Igreja cubana critica permissão para mudança de sexo

A Igreja Católica cubana manifestou-se nesta terça-feira (24), através de uma revista religiosa, contra operações de mudança de sexo, autorizadas recentemente no país.

Um artigo da revista Palavra Nova declarou que a autorização de mudança de sexo constitui uma "mensagem que parece estremecer os cimentos sociais, os valores familiares e colocam em risco a inocência dos cidadãos mais jovens e vulneráveis".   

A mudança de sexo passou a ser permitida em 6 de junho e os cubanos que quiserem ser operados devem fazê-lo através do Centro Nacional de Educação Sexual, dirigido por Mariela Castro, filha do presidente cubano, Raúl Castro. 

Para a revista católica, os cubanos "caminham no fio da navalha quando, através das instituições estatais, se promovem programas que podem derrubar os fundamentos da sociedade".

A publicação afirmou que "a conduta homossexual não é nova, mas a agenda internacional que promove todos os níveis de homossexualismo, sim". 

"Respeito à pessoa homossexual, por sua condição de pessoa, sim; converter o programa em uma prioridade do Estado quando existem outras urgências, não", escreveu a revista.

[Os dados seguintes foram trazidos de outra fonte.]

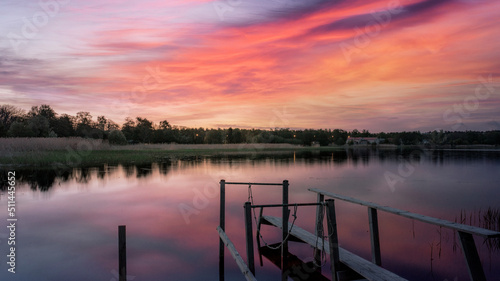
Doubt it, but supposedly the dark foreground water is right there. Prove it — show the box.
[0,150,500,281]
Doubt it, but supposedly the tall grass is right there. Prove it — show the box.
[0,137,310,166]
[0,137,110,153]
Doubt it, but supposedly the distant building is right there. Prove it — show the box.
[346,136,383,144]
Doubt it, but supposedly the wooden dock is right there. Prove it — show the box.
[262,213,407,281]
[217,180,500,281]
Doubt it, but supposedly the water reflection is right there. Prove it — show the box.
[0,148,500,281]
[0,147,500,191]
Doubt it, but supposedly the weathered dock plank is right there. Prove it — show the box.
[309,188,500,238]
[262,216,407,281]
[217,226,257,281]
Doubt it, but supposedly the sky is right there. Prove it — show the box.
[0,0,500,132]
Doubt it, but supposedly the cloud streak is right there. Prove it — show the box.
[0,0,500,131]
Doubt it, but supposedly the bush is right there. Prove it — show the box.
[108,130,127,145]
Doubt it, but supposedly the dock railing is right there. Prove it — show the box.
[309,188,500,281]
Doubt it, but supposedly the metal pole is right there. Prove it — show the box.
[219,180,226,281]
[245,202,255,276]
[368,207,382,266]
[458,231,486,281]
[281,180,289,281]
[314,194,325,272]
[118,225,127,281]
[326,199,340,281]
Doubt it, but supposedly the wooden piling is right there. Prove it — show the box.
[219,180,226,281]
[281,180,289,281]
[245,202,255,276]
[118,225,127,281]
[314,191,325,272]
[326,199,340,281]
[368,207,382,266]
[458,231,486,281]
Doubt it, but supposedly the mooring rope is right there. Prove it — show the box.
[313,203,326,267]
[248,184,298,250]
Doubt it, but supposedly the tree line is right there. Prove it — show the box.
[0,104,500,146]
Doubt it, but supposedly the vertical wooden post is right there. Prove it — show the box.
[326,199,340,281]
[314,193,325,272]
[118,225,127,281]
[368,207,382,266]
[281,180,289,281]
[255,207,264,266]
[219,180,226,281]
[458,231,486,281]
[245,202,255,275]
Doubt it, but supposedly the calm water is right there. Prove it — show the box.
[0,150,500,281]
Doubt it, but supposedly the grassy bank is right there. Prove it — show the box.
[0,138,343,167]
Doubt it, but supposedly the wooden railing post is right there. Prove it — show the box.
[245,202,255,276]
[368,207,382,266]
[219,180,226,281]
[458,231,486,281]
[314,194,325,272]
[118,225,127,281]
[326,199,340,281]
[281,180,289,281]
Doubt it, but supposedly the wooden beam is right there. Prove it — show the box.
[281,180,289,281]
[309,188,500,238]
[262,216,407,281]
[368,207,382,266]
[326,199,340,281]
[458,231,486,281]
[245,202,255,275]
[219,180,226,281]
[118,225,127,281]
[217,226,257,281]
[314,194,325,271]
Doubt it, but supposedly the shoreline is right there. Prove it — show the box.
[0,138,500,168]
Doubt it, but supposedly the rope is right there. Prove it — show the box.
[313,206,326,267]
[248,184,298,250]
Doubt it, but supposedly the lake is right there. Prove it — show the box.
[0,148,500,281]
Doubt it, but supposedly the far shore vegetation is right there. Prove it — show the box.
[0,105,500,166]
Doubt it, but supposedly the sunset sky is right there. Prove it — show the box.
[0,0,500,132]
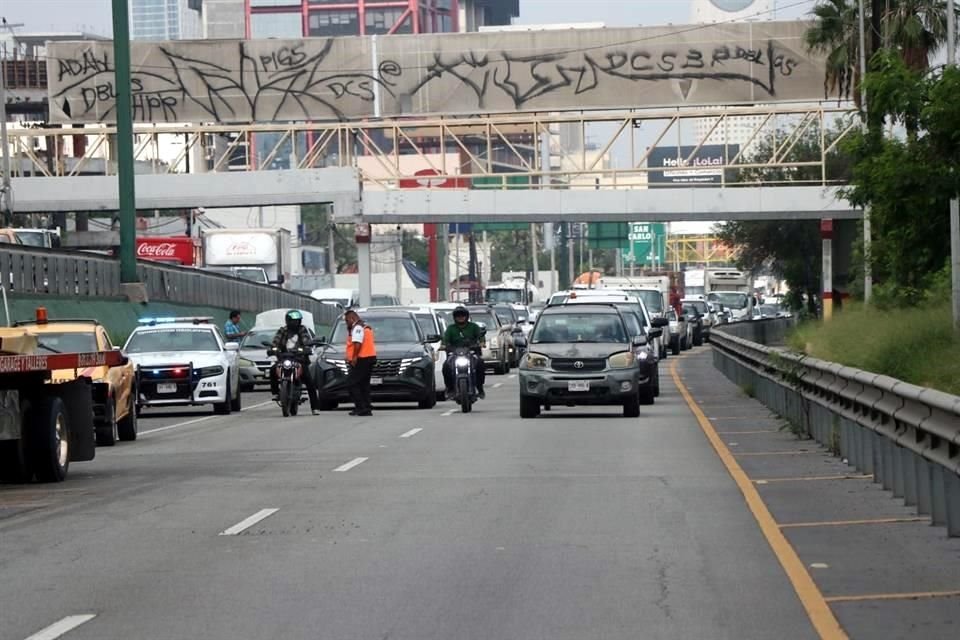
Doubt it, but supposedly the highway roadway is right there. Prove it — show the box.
[0,350,960,640]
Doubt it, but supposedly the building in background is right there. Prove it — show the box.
[130,0,203,40]
[246,0,519,38]
[690,0,776,24]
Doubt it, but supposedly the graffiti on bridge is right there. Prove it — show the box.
[47,23,823,124]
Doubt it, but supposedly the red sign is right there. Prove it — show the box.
[137,236,195,266]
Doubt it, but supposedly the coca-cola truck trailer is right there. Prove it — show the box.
[137,236,202,267]
[200,229,290,285]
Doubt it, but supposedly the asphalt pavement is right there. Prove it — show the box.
[0,357,955,640]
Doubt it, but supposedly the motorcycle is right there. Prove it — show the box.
[267,347,310,418]
[450,347,483,413]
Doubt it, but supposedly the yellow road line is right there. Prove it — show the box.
[736,450,820,458]
[754,475,873,484]
[717,429,780,436]
[825,590,960,602]
[670,363,847,640]
[780,516,930,529]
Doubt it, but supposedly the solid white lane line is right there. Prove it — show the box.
[27,613,97,640]
[138,400,273,436]
[334,458,370,471]
[220,509,279,536]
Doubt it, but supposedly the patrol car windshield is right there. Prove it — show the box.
[34,331,99,354]
[124,328,220,353]
[533,313,627,344]
[331,316,420,345]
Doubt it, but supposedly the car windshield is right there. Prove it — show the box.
[240,327,279,351]
[487,289,523,302]
[636,290,663,313]
[710,292,747,309]
[413,313,437,336]
[331,315,420,344]
[124,328,220,353]
[470,311,497,331]
[34,331,99,354]
[16,231,47,247]
[533,312,627,344]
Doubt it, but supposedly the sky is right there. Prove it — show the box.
[0,0,814,35]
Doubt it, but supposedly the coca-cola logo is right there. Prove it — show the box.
[227,240,257,256]
[137,242,177,258]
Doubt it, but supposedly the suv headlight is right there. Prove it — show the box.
[526,353,550,369]
[607,351,637,369]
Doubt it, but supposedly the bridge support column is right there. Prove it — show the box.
[354,223,372,307]
[820,218,833,320]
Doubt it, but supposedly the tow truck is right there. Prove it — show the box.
[0,307,127,482]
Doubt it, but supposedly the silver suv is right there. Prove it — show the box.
[519,304,646,418]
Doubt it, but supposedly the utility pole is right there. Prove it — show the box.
[947,0,960,330]
[0,22,23,226]
[860,0,873,302]
[113,0,139,283]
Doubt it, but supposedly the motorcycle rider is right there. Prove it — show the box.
[270,309,320,416]
[442,306,486,398]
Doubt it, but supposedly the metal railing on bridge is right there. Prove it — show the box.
[0,246,338,326]
[1,104,860,189]
[710,320,960,536]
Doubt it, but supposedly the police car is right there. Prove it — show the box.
[123,318,241,415]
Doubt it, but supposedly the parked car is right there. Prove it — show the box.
[311,309,439,411]
[123,318,241,415]
[519,304,646,418]
[359,305,447,402]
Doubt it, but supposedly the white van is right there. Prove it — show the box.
[310,289,360,309]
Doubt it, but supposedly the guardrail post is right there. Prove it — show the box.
[930,463,947,526]
[890,442,904,498]
[880,436,893,491]
[900,447,917,507]
[943,470,960,538]
[916,456,933,516]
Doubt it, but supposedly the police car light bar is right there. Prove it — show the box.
[137,316,213,326]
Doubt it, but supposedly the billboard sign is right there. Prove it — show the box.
[622,222,667,265]
[647,144,740,188]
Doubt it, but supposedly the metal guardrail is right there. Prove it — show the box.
[0,246,337,326]
[710,320,960,536]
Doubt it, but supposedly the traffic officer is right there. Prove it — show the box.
[343,309,377,416]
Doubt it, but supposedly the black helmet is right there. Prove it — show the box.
[284,309,303,331]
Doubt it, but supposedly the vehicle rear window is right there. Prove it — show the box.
[532,312,627,344]
[34,331,99,354]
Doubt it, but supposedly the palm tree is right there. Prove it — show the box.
[882,0,956,71]
[804,0,860,108]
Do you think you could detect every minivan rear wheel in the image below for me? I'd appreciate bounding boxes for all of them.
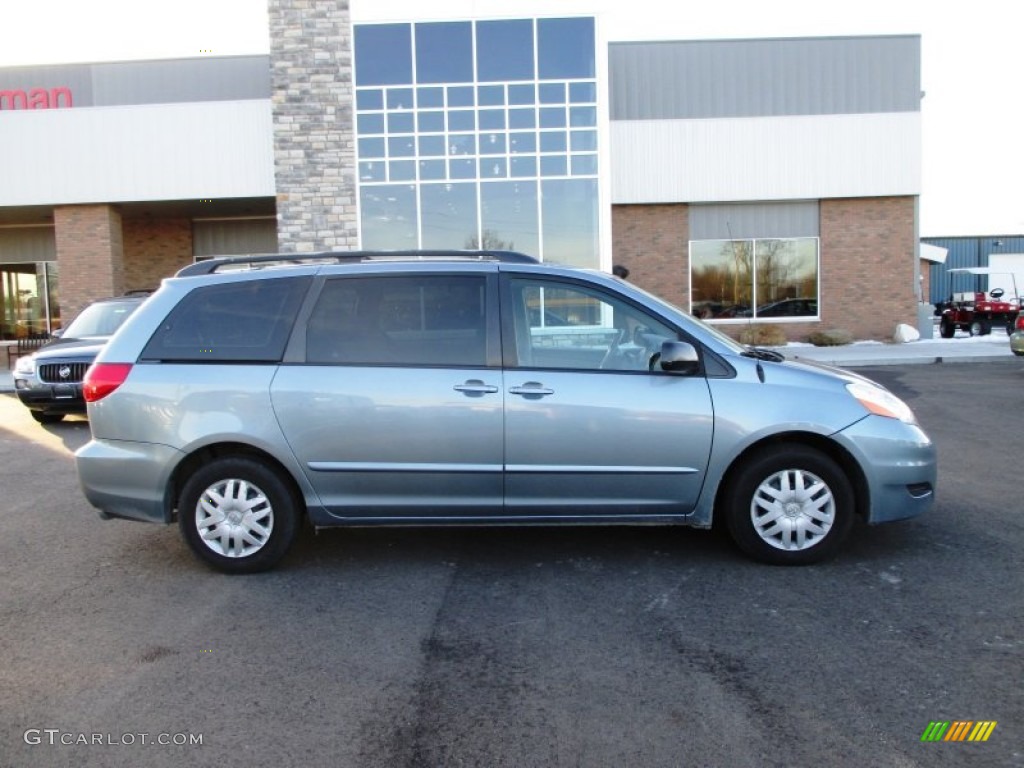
[178,457,298,573]
[722,444,854,565]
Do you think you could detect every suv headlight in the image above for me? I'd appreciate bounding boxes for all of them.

O artigo pediu ao governo de Cuba que promova "com maior e mais evidente força o valor da família como instituição" e propôs o fortalecimento da ajuda social para "trazer e manter filhos, necessários em um país que envelhece aceleradamente".

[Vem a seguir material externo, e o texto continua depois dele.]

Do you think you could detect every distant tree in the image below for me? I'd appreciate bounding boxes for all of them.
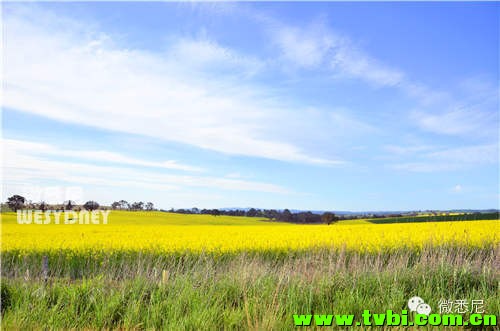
[130,201,144,210]
[83,201,99,211]
[247,208,257,217]
[7,194,26,211]
[38,201,49,212]
[63,200,75,210]
[279,209,293,222]
[321,212,339,225]
[118,200,130,210]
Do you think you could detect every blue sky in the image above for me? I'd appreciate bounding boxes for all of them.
[2,2,499,211]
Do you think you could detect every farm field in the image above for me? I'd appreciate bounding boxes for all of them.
[2,211,500,330]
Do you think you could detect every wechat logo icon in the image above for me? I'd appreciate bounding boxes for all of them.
[408,297,432,315]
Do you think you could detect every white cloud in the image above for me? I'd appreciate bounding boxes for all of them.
[0,139,204,172]
[3,140,290,194]
[389,144,499,172]
[3,10,339,165]
[169,37,265,76]
[411,107,498,136]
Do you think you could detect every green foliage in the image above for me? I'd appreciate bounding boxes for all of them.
[2,247,500,330]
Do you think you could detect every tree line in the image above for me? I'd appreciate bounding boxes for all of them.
[164,208,339,224]
[2,194,339,224]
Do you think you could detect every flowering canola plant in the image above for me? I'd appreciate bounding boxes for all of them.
[1,212,500,253]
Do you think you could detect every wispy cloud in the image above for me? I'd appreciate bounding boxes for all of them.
[389,144,499,172]
[267,18,404,86]
[0,139,204,172]
[3,140,291,194]
[3,10,339,169]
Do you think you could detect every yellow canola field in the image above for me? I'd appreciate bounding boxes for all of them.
[1,212,500,253]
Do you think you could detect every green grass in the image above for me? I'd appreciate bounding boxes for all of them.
[2,247,500,330]
[366,212,500,224]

A igreja também pede que as autoridades "coloquem um fim a tanta oportunidade para a promiscuidade sexual e o vício, de onde surgiram condutas homossexuais para jovens que nunca pensaram em sê-lo". 

"Se a norma na sexualidade é a diversidade, então, quando aprovaremos a poligamia, o incesto, as casas de troca de casais e outras ‘diversidades sexuais’?", questionou a revista.